The *Sensitive Data Protection* feature allows you to automatically redact Personally Identifiable Information (PII) from a [trace](/weave/guides/tracking) before it is sent to Weave servers. This feature integrates [Microsoft Presidio](https://microsoft.github.io/presidio/) into the Weave Python SDK, which means that you can control redaction settings at the SDK level.
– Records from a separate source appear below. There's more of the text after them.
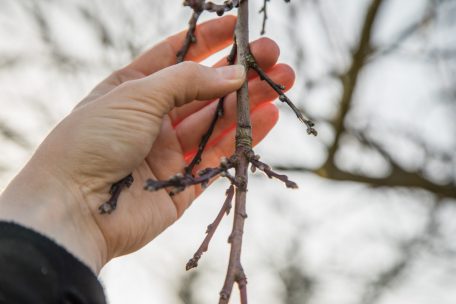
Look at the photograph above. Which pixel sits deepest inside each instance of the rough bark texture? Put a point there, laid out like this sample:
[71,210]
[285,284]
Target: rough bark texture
[235,271]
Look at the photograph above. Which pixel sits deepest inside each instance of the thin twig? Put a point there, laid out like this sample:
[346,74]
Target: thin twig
[193,262]
[179,182]
[218,113]
[190,38]
[282,97]
[264,10]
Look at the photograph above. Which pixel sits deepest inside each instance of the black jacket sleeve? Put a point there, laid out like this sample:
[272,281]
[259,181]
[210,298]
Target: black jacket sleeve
[34,269]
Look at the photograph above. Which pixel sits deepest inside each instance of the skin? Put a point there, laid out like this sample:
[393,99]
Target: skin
[146,118]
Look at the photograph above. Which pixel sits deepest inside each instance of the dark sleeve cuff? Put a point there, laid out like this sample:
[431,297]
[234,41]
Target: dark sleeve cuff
[34,269]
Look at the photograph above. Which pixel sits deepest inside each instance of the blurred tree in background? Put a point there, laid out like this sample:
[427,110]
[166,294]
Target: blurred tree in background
[373,220]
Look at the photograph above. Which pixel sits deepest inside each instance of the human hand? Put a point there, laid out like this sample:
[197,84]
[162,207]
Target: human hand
[148,119]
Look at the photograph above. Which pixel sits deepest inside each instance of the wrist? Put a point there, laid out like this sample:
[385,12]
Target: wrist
[40,200]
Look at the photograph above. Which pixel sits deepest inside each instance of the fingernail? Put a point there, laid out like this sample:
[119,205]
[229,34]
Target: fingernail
[232,72]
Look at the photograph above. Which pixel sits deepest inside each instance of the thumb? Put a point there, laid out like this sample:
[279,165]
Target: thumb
[182,83]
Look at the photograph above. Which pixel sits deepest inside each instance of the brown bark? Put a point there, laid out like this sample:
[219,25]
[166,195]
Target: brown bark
[235,272]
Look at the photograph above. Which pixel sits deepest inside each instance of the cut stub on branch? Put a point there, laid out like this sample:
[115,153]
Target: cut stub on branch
[257,164]
[282,97]
[116,188]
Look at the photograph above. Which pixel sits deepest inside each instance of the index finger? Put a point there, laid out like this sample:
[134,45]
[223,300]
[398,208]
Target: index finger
[211,37]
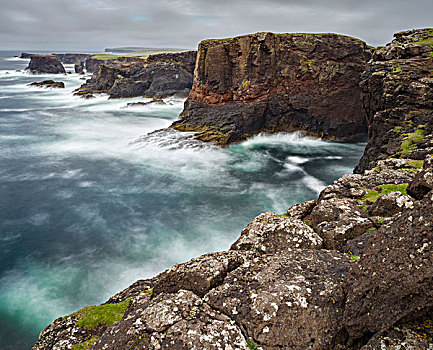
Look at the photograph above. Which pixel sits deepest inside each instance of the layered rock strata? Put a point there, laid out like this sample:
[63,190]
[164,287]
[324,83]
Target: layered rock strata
[45,64]
[277,82]
[350,270]
[157,76]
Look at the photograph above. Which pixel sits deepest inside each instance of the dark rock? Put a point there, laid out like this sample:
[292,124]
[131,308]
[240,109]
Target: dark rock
[79,67]
[270,233]
[393,279]
[398,98]
[338,220]
[172,321]
[277,82]
[45,64]
[423,181]
[49,83]
[291,300]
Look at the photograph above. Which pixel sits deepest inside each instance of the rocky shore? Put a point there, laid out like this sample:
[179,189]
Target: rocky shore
[277,82]
[350,270]
[157,76]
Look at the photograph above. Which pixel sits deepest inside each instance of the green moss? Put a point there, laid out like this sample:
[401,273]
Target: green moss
[86,345]
[354,258]
[373,195]
[410,141]
[94,316]
[398,129]
[251,345]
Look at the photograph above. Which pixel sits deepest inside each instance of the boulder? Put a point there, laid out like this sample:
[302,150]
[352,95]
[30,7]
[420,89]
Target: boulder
[45,64]
[270,233]
[393,278]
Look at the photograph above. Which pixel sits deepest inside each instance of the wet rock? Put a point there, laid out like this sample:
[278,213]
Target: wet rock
[300,211]
[390,204]
[393,279]
[79,67]
[49,83]
[277,82]
[270,233]
[199,275]
[45,64]
[291,300]
[338,220]
[423,181]
[172,321]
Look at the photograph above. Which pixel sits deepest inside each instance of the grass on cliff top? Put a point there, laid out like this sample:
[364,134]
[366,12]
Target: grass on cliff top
[95,316]
[85,345]
[373,195]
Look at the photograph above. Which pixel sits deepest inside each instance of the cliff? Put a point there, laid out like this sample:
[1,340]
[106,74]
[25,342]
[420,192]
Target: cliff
[277,82]
[45,64]
[350,270]
[159,75]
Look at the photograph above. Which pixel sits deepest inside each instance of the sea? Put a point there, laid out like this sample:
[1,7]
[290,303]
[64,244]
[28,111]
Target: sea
[96,194]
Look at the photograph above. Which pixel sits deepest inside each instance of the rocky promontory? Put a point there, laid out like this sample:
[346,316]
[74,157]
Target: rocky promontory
[350,270]
[45,64]
[277,82]
[158,76]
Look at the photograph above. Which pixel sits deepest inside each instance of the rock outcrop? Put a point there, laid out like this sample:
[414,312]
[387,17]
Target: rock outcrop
[49,83]
[45,64]
[350,270]
[158,76]
[277,82]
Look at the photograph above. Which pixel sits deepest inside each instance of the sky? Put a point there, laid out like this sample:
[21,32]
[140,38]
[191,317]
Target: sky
[93,25]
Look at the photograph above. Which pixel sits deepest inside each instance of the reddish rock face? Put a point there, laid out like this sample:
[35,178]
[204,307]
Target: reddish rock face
[273,82]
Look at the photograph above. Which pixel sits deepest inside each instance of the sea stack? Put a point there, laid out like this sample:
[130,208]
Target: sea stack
[45,64]
[277,82]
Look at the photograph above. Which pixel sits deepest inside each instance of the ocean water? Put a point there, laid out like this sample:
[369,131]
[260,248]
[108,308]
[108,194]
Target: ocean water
[93,197]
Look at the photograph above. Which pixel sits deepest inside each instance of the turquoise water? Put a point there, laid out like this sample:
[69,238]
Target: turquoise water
[89,202]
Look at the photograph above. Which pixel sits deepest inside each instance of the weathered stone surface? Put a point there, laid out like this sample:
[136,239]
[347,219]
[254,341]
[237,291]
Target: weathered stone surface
[79,67]
[423,181]
[390,204]
[45,64]
[270,233]
[157,76]
[199,275]
[172,321]
[393,279]
[338,220]
[291,300]
[274,82]
[409,336]
[398,98]
[49,83]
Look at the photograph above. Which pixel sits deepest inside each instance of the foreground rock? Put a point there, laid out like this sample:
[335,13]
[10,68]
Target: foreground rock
[45,64]
[350,270]
[277,82]
[49,83]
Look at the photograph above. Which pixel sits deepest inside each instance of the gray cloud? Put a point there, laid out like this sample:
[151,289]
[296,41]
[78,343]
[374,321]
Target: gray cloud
[96,24]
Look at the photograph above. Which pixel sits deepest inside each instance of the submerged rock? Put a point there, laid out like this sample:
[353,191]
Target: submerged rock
[49,83]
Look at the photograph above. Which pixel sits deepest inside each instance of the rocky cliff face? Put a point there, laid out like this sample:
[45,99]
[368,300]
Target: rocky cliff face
[45,64]
[274,82]
[397,95]
[157,76]
[350,270]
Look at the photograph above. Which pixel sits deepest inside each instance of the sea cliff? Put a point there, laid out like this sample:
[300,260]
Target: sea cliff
[277,82]
[350,270]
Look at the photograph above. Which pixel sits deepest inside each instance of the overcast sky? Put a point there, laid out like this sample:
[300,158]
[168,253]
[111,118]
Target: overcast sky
[97,24]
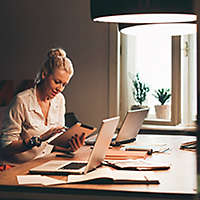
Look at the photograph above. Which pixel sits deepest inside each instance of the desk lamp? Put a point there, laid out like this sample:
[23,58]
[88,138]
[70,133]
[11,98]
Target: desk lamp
[137,12]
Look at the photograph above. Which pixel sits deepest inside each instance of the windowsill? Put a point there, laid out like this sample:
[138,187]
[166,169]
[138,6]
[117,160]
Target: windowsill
[179,129]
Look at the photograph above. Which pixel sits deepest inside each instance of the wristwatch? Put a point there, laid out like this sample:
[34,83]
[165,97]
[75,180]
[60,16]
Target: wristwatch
[34,141]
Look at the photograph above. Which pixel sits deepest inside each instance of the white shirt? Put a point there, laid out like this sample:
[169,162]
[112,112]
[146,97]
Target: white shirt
[25,119]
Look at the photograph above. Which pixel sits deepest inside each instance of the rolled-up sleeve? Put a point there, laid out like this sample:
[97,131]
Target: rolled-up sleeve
[12,123]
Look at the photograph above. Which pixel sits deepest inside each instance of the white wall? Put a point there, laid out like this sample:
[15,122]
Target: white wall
[30,27]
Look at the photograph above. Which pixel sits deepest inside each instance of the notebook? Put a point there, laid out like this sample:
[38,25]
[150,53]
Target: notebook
[107,129]
[130,127]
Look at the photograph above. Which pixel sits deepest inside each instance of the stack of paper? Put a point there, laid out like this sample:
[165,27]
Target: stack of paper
[38,179]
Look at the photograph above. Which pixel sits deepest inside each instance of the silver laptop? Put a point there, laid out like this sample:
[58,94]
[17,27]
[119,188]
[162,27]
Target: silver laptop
[97,155]
[130,127]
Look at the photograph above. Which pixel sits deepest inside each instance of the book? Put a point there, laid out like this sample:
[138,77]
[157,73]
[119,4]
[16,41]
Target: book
[61,139]
[138,164]
[108,176]
[116,154]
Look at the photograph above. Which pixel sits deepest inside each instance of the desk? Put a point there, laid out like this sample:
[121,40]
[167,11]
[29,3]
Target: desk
[179,182]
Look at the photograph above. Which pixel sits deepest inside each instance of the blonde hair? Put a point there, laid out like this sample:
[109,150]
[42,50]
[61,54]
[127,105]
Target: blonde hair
[56,58]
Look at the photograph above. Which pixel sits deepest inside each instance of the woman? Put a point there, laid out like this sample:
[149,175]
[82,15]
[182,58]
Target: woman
[37,113]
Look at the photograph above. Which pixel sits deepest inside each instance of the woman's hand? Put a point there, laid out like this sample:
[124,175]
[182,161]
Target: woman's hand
[76,142]
[51,132]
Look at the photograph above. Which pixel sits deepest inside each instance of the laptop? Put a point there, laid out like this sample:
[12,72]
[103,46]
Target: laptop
[107,129]
[130,127]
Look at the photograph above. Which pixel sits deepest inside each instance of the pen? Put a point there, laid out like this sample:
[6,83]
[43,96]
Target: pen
[149,151]
[69,155]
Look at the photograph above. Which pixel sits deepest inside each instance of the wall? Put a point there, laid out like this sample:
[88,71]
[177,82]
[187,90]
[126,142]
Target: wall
[30,27]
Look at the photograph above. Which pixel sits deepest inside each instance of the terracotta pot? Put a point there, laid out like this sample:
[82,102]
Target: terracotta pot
[136,107]
[162,111]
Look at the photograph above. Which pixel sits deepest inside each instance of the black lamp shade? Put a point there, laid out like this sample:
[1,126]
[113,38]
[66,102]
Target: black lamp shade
[104,8]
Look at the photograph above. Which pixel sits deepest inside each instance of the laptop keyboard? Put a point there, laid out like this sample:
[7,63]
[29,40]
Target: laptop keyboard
[74,165]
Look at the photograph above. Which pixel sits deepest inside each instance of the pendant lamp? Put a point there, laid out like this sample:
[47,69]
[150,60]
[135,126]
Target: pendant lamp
[142,11]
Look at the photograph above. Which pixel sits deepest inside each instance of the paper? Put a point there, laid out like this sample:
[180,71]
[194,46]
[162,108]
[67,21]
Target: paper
[138,164]
[38,179]
[118,176]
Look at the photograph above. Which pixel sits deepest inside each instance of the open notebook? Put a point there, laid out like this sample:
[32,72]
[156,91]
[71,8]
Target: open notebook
[130,127]
[97,155]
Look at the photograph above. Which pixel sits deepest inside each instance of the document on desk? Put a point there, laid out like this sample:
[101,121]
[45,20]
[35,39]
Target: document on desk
[138,164]
[108,176]
[38,179]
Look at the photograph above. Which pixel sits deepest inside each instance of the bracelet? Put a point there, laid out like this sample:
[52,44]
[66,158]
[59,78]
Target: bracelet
[34,141]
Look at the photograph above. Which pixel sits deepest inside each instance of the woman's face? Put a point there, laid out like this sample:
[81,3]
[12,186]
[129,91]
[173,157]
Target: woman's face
[55,82]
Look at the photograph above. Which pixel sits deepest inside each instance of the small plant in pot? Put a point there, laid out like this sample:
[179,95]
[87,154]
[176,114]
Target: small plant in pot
[163,95]
[140,90]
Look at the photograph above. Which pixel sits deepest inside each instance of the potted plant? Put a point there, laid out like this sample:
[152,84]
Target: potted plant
[140,90]
[163,95]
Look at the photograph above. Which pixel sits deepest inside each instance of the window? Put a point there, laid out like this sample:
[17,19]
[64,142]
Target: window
[164,58]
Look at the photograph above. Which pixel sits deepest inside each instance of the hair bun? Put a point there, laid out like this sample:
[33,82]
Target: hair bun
[56,53]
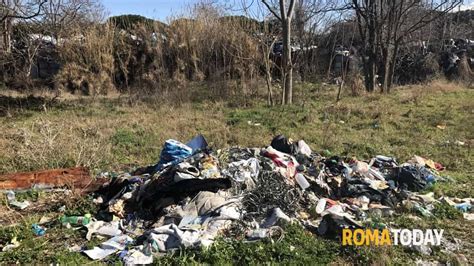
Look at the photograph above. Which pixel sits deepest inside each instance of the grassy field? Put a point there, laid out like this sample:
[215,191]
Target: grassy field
[117,133]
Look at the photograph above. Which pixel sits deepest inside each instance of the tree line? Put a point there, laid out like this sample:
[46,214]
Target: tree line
[70,45]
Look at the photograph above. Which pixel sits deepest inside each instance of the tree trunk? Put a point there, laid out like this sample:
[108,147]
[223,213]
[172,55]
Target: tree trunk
[287,66]
[392,66]
[387,65]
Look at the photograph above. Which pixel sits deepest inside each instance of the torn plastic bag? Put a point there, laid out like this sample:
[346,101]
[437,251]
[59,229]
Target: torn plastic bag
[276,216]
[185,171]
[332,224]
[170,237]
[303,148]
[412,177]
[103,228]
[14,202]
[282,144]
[138,256]
[109,247]
[173,152]
[243,170]
[198,143]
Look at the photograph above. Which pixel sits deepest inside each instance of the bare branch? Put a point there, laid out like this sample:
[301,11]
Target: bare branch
[271,9]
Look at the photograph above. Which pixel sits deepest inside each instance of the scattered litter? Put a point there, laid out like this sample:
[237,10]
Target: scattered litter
[38,230]
[13,202]
[14,243]
[192,194]
[75,220]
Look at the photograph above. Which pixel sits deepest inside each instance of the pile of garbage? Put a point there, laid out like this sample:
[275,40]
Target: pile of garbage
[193,194]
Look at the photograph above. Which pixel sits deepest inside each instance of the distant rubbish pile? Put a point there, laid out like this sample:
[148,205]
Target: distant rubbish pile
[194,193]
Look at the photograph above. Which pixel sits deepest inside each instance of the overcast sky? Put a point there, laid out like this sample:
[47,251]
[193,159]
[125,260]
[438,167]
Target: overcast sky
[161,9]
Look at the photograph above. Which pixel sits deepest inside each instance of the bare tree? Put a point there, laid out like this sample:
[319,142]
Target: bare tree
[385,25]
[16,9]
[284,13]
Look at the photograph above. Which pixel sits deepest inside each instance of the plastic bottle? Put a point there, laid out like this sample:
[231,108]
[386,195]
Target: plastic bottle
[301,180]
[76,220]
[38,230]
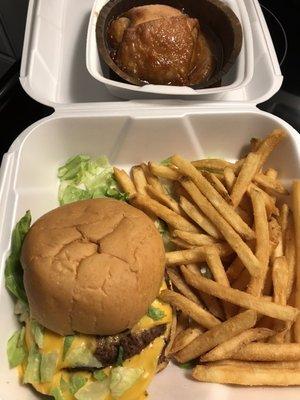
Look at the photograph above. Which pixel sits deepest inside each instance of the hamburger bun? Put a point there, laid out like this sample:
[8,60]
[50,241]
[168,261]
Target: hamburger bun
[92,267]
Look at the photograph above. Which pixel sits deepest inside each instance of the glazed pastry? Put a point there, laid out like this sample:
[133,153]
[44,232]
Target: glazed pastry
[159,44]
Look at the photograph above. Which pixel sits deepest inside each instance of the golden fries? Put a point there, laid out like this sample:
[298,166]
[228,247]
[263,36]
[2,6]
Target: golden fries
[215,265]
[214,164]
[262,251]
[196,239]
[269,352]
[193,310]
[196,215]
[217,335]
[163,212]
[284,313]
[163,198]
[249,376]
[234,240]
[235,268]
[213,197]
[194,255]
[227,349]
[244,178]
[269,183]
[183,288]
[296,213]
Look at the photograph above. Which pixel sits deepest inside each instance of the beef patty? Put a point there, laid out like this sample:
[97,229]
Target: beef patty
[108,347]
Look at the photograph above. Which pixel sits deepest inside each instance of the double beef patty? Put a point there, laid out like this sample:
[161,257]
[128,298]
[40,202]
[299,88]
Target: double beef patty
[108,347]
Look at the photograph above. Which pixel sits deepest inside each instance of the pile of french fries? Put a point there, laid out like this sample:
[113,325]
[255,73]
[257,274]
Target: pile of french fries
[235,269]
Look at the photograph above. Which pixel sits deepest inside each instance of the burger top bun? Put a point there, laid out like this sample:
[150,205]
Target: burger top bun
[92,266]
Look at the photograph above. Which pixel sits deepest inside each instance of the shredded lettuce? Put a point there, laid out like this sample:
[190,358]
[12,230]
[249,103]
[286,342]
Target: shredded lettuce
[57,394]
[32,372]
[68,340]
[76,382]
[48,366]
[100,375]
[21,310]
[155,313]
[38,333]
[16,350]
[13,268]
[81,357]
[93,391]
[122,379]
[84,178]
[162,228]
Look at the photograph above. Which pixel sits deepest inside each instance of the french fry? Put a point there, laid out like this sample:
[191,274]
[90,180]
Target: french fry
[230,178]
[215,265]
[196,215]
[255,143]
[270,203]
[163,198]
[235,269]
[196,239]
[272,173]
[125,182]
[268,145]
[227,211]
[182,322]
[182,287]
[218,185]
[259,364]
[242,299]
[296,214]
[139,179]
[212,164]
[268,352]
[274,233]
[181,243]
[262,251]
[249,376]
[290,254]
[242,281]
[194,255]
[244,178]
[184,338]
[172,334]
[211,303]
[234,240]
[280,280]
[217,335]
[227,349]
[193,310]
[269,183]
[162,171]
[283,220]
[169,216]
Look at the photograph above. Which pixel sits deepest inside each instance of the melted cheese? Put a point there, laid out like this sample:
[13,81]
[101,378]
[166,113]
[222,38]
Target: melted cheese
[147,359]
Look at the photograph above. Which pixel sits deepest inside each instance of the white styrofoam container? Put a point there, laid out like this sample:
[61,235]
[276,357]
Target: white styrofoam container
[238,77]
[88,119]
[128,137]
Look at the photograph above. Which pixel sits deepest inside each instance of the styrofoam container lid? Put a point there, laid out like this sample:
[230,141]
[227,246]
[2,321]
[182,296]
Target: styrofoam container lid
[239,75]
[54,70]
[128,137]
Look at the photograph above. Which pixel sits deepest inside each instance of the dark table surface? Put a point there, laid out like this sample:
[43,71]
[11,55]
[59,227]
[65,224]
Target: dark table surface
[18,110]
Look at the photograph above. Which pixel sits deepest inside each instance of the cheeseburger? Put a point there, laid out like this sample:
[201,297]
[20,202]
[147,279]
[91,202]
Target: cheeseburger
[92,272]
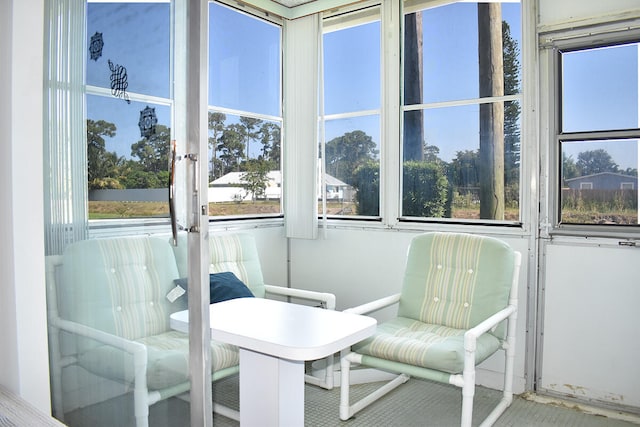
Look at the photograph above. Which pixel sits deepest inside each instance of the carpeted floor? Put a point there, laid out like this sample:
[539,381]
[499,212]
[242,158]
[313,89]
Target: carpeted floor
[416,403]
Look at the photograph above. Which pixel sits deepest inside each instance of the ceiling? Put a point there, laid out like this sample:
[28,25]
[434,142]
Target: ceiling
[292,9]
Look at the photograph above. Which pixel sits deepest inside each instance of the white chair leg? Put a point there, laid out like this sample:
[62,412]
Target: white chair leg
[345,367]
[347,410]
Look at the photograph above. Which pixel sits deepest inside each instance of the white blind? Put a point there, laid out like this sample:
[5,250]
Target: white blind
[65,158]
[300,183]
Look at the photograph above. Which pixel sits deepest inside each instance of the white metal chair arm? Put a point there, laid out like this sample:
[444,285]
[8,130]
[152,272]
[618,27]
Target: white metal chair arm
[472,334]
[131,347]
[374,305]
[328,299]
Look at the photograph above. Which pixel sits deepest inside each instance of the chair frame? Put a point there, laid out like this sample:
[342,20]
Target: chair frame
[465,380]
[143,397]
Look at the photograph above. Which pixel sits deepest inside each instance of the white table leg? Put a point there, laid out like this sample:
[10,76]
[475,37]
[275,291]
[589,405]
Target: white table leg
[271,391]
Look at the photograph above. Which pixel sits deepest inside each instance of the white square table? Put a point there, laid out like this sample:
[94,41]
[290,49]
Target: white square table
[275,338]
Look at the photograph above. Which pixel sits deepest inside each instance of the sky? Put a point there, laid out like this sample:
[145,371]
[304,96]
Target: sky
[599,88]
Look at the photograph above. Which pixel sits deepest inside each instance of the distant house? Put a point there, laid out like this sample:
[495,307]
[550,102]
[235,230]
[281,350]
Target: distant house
[229,188]
[604,181]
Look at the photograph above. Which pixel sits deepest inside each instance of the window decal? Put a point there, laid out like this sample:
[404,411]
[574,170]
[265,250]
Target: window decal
[119,82]
[147,122]
[96,45]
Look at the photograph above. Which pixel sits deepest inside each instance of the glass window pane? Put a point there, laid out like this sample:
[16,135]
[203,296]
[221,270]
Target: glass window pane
[244,165]
[134,36]
[353,166]
[128,173]
[352,69]
[244,62]
[600,89]
[447,67]
[599,182]
[457,173]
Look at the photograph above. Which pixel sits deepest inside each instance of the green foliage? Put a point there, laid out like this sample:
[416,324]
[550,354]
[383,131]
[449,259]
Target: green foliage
[366,179]
[255,179]
[425,190]
[345,153]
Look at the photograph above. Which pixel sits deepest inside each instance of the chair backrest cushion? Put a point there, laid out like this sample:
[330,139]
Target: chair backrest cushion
[119,285]
[456,279]
[233,252]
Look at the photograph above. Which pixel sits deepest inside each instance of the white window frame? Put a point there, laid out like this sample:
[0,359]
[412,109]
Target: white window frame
[551,43]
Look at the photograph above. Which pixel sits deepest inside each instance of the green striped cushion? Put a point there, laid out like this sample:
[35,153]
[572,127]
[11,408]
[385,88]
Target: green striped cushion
[167,360]
[238,254]
[456,279]
[235,252]
[420,344]
[119,285]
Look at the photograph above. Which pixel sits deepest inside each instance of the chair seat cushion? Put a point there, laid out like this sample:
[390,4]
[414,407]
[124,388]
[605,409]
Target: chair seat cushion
[167,360]
[421,344]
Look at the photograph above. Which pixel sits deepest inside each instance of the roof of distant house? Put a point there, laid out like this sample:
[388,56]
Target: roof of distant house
[275,177]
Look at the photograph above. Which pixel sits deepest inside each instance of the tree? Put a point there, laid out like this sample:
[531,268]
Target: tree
[510,55]
[270,137]
[430,153]
[249,126]
[491,79]
[345,153]
[464,169]
[595,161]
[153,152]
[413,131]
[231,147]
[256,178]
[102,166]
[216,127]
[569,168]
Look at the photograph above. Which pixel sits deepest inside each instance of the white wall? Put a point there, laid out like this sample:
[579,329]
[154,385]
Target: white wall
[24,356]
[556,12]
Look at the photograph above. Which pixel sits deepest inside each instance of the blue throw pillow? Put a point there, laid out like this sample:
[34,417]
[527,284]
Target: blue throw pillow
[222,287]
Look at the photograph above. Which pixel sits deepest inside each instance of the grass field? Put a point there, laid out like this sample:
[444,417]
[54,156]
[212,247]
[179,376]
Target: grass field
[119,210]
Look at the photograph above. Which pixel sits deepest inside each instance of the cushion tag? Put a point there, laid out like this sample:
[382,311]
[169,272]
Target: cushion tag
[175,293]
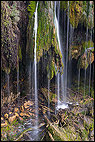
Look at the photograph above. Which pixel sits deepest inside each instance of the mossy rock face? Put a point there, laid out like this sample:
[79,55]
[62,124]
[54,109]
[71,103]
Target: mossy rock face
[79,12]
[9,36]
[47,44]
[84,53]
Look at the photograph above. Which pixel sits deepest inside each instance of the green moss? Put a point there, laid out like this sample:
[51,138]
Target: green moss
[19,53]
[79,12]
[31,8]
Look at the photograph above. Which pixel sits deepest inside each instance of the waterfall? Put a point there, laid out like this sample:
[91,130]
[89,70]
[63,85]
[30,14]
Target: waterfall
[90,73]
[78,79]
[35,70]
[18,80]
[85,61]
[58,38]
[60,78]
[30,91]
[48,98]
[8,85]
[67,51]
[58,89]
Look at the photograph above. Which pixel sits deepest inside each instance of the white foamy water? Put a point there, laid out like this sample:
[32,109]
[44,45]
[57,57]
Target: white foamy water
[62,106]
The Sensitive Data Protection feature introduces the following functionality to the Python SDK:

* A `redact_pii` setting, which can be toggled on or off in the `weave.init()` call to enable PII redaction.
* Automatic redaction of [common entities](#entities-redacted-by-default) when `redact_pii = True`.
* Customizable redaction fields using the configurable `redact_pii_fields` setting.
* Exclude specific entities from redaction using the `redact_pii_exclude_fields` setting.

## Enable PII redaction

To get started with the Sensitive Data Protection feature in Weave, complete the following steps:

1. Install the required dependencies:

   ```bash theme={null}
   pip install presidio-analyzer presidio-anonymizer
   ```

2. Modify your `weave.init()` call to enable redaction. When `redact_pii=True`, [common entities are redacted by default](#entities-redacted-by-default):

   ```python lines theme={null}
   import weave

   weave.init("my-project", settings={"redact_pii": True})
   ```

3. (Optional) Customize redaction fields using the `redact_pii_fields` parameter:

   ```python lines theme={null}
   weave.init("my-project", settings={"redact_pii": True, "redact_pii_fields":["CREDIT_CARD", "US_SSN"]})
   ```

   For a full list of the entities that can be detected and redacted, see [PII entities supported by Presidio](https://microsoft.github.io/presidio/supported_entities/).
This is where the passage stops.